The Angel of Darkness
Caleb Carr
Little, Brown hbk, 629 pgs, £15.99
Review by Gerald Houghton (1998)
Too much, I suppose, to expect Caleb Carr to confound his hernia-inducing The Alienist with a slim, elegant Julian Barnes-ish volume of contemporary morals: The Angel of Darkness shares much the same cast as that debut and clocks in at almost a hundred pages extra. Fortunately it's also better.
Not that The Alienist was bad. As a conceit it may even have been inspired: a bog standard New York serial killer thriller transported back to the turn of the century, its titular hero, Laszlo Kreizler, a criminal psychologist dabbling in primitive profiling and forensics.

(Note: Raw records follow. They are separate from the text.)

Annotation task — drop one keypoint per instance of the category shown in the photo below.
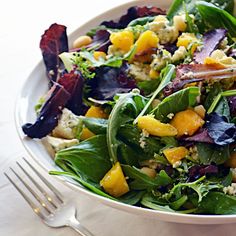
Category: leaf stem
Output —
(165, 80)
(218, 97)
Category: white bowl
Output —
(36, 85)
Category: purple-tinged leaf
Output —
(232, 105)
(220, 130)
(66, 93)
(49, 114)
(201, 136)
(109, 81)
(132, 14)
(53, 42)
(100, 41)
(73, 82)
(211, 41)
(189, 73)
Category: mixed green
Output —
(142, 110)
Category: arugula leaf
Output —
(156, 203)
(209, 153)
(218, 203)
(166, 76)
(141, 21)
(127, 106)
(89, 159)
(176, 102)
(127, 155)
(142, 181)
(96, 125)
(209, 12)
(200, 187)
(132, 197)
(149, 86)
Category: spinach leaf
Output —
(166, 76)
(131, 136)
(149, 86)
(126, 108)
(127, 155)
(142, 181)
(156, 203)
(141, 21)
(89, 159)
(176, 102)
(218, 203)
(209, 12)
(132, 197)
(220, 130)
(198, 186)
(96, 125)
(209, 153)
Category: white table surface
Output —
(21, 25)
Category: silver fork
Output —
(53, 210)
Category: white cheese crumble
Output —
(233, 171)
(230, 190)
(177, 164)
(165, 32)
(143, 136)
(67, 125)
(170, 115)
(140, 71)
(54, 145)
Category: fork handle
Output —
(75, 224)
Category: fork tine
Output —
(48, 184)
(32, 205)
(32, 192)
(49, 199)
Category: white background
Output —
(21, 25)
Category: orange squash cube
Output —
(187, 122)
(114, 182)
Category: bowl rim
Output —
(146, 212)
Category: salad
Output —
(142, 110)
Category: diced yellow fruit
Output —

The Angel herself is one Libby Hatch, a wet nurse fingered by the doctor's team in the kidnapping of the baby daughter of a high-ranking Spanish diplomat. But as they probe into her country past, the more this looks to be the work of a cunning serial killer in the protection of one of the city's heaviest criminal gangs. Bringing her to book will mean fighting both the underworld and the courts.

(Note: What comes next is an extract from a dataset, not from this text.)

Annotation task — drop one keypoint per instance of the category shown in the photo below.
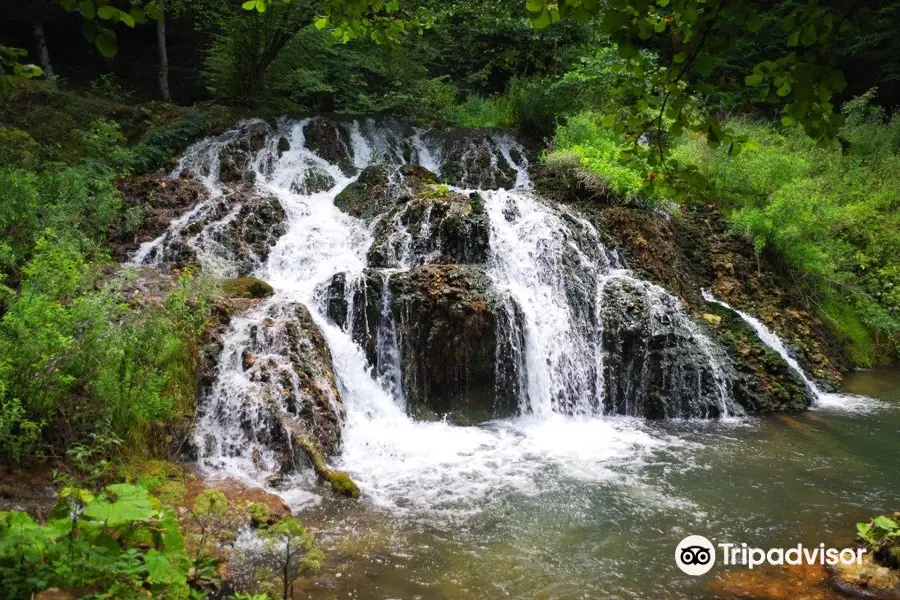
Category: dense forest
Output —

At least this time Carr doesn't get mired in the pedantic characterisation of his last, but nor has he cracked the economy this sort of narrative so desperately needs; so much is weighed down by the wealth of his (no doubt thorough) researches. Carr is an author too in awe of his own creation and one badly in need of a more rigid editor. The sheer size of his undertaking inevitably induces fatigue, although his climax is alarmingly abrupt. The Angel of Darkness is a book that borrows heavily from Harris' Silence of The Lambs, but appears to have learnt nothing from it.